От наглости и давления чужой мысли Макс начинал мучительно хренеть, категорически и бесповоротно. Однако сроду не грубил представителям общественной торговли. Нужно быть великодушным.
-- Какая персоналия! -- великодушно отозвался Макс, он умел сохранять великодушие в трудные минуты.
«На комплимент, скотина белобрысая, нарывается »,-- улыбнулась важная продавщица и с нескрываемым удовольствием размазала прозрачную розочку, нанося непоправимый ущерб и хрени, и матушке хреновой, о родственных связях совсем не подозревая, надмеваясь и окрыляясь в чувстве собственного достоинства, вне всякого чувства и вне достоинства.
«Сучья порода»,-- справедливо заметил Макс и так же приветливо улыбнулся в ответ. Считал он себя человеком кротким, взрощеным на второстепенных основах, однако же моралью и воспитанием не обделенный.
-- А если повернуться ассиметрично высокому плафону,-- невозмутимо поинтересовался Макс Волиевич,-- по чем являются ваши полежалые коврижечки?
-- Так и быть,-- откликнулась представительница общественной торговли, стирая с ногтя остатки уже оплаченной розочки,-- сегодня у меня отличное настроение, я вас упакую и обнадежу. Но впредь за моей радостью не обращайтесь. Я ласковая и чуточку одномоментная. Такое бывает. В кого уродилась – не знаю.

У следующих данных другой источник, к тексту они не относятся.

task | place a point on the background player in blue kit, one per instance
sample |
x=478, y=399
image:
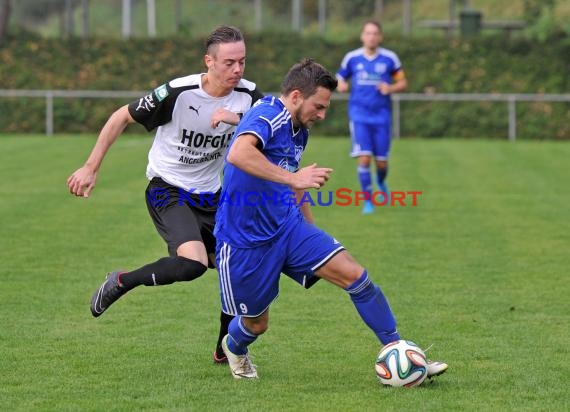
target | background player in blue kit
x=375, y=73
x=264, y=237
x=195, y=118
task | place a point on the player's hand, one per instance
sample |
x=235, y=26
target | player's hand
x=82, y=182
x=311, y=177
x=223, y=115
x=384, y=88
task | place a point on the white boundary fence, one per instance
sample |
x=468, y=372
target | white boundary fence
x=510, y=99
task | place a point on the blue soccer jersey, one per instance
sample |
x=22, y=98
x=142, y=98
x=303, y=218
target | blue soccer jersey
x=366, y=103
x=265, y=207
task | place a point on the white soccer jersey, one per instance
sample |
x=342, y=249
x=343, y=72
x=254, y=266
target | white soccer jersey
x=187, y=152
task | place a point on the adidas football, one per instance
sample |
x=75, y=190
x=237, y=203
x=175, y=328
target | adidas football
x=401, y=363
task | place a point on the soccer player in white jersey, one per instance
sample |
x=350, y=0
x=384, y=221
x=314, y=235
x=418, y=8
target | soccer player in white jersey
x=261, y=232
x=374, y=73
x=195, y=118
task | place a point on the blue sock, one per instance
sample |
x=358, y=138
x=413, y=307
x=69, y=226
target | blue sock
x=240, y=337
x=380, y=178
x=381, y=175
x=365, y=180
x=373, y=308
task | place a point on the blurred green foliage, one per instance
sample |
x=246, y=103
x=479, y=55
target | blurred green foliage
x=480, y=65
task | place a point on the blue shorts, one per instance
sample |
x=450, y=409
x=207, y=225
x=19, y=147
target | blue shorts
x=249, y=278
x=370, y=140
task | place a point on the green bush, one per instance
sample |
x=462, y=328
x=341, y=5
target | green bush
x=479, y=65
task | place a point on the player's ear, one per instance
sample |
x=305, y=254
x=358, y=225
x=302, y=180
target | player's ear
x=208, y=61
x=296, y=97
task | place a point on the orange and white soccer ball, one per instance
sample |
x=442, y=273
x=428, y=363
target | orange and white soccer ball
x=401, y=363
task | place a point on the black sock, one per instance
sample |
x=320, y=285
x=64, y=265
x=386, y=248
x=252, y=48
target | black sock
x=163, y=272
x=225, y=320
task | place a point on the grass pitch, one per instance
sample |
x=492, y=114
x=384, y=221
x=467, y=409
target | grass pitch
x=479, y=269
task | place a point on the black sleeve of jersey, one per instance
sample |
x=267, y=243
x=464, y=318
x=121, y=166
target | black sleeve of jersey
x=155, y=109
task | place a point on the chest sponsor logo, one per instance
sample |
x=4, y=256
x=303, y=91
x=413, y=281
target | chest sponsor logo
x=192, y=138
x=298, y=153
x=380, y=68
x=195, y=109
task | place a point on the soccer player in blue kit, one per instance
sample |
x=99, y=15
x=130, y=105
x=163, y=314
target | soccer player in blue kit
x=260, y=236
x=375, y=73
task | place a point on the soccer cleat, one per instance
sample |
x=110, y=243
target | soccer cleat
x=240, y=365
x=107, y=293
x=435, y=368
x=219, y=356
x=368, y=208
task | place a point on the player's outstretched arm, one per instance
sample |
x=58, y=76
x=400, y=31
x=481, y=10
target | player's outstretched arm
x=225, y=116
x=245, y=155
x=83, y=180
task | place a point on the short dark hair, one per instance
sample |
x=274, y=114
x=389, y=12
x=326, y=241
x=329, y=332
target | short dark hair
x=222, y=34
x=306, y=76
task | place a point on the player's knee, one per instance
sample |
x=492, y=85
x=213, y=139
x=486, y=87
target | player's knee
x=256, y=326
x=189, y=269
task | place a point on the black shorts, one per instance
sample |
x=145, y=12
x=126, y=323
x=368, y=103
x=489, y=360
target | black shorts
x=180, y=219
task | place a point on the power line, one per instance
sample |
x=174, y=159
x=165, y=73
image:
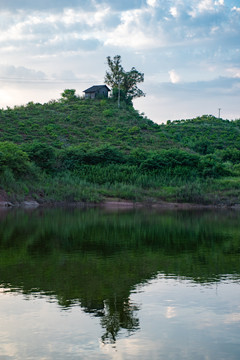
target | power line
x=49, y=81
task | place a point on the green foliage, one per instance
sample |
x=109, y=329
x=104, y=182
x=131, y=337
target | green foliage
x=170, y=159
x=69, y=95
x=13, y=158
x=78, y=150
x=123, y=81
x=42, y=155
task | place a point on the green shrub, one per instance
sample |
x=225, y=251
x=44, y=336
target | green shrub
x=13, y=158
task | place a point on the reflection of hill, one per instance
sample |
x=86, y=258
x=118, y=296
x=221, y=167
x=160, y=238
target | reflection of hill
x=95, y=259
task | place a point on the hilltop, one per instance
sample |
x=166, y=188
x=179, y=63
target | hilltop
x=76, y=150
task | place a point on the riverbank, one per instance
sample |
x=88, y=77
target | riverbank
x=112, y=204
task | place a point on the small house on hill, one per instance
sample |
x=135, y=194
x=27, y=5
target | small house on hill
x=96, y=91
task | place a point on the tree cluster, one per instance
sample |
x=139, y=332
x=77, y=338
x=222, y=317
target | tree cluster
x=123, y=83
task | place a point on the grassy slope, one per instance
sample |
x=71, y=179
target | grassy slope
x=83, y=121
x=95, y=123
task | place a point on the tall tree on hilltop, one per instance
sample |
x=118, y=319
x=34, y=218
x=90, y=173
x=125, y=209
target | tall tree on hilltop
x=123, y=82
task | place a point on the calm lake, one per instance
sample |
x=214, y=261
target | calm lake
x=138, y=284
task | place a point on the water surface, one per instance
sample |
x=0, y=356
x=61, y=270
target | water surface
x=93, y=284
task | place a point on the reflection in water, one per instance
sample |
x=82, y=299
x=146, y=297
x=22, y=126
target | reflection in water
x=97, y=259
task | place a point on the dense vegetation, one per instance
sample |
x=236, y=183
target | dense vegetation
x=87, y=150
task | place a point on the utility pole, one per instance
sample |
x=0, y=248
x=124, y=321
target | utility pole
x=119, y=94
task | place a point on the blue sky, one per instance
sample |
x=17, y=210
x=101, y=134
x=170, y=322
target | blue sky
x=189, y=51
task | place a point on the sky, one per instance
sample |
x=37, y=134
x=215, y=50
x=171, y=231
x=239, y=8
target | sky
x=188, y=50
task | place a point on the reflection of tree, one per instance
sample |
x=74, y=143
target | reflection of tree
x=95, y=259
x=118, y=314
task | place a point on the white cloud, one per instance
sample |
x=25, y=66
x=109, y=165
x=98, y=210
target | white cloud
x=235, y=72
x=134, y=31
x=173, y=11
x=174, y=77
x=152, y=3
x=236, y=9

Натруженный и отягощенный внутренней думой возвратился Макс в убаюканное жилище. Переложив многочисленные покупки сладостями, как велось давнишней традицией, тут же набрал номер своей возлюбленной, единственной, равно далекой и неповторимой.
-- Скажи, милая, я похож на педика? – был первый его вопрос. На озадачку. На принятие решения. Только не философия, не рассуждение. Любой подтвердит: в важных делах главное -- краткость. И абсолютная ясность.
Милая занята чесом великовозрастной своей головы, не лишенной, впрочем, некоторых достоинств и определенной красивости, когда трель мобильного телефона притянула слух. И что оставалось? -- ведь она так любила его. Больше головы. Да-да, того самого Макса, без которого жизнь опресневает и блекнет со скоростью поразительной. Без которого сам мир приобретает угнетающие оттенки и, по слову Дона Хуана, останавливается, переходя в смещенные плоскости, выпадая и опрокидываясь.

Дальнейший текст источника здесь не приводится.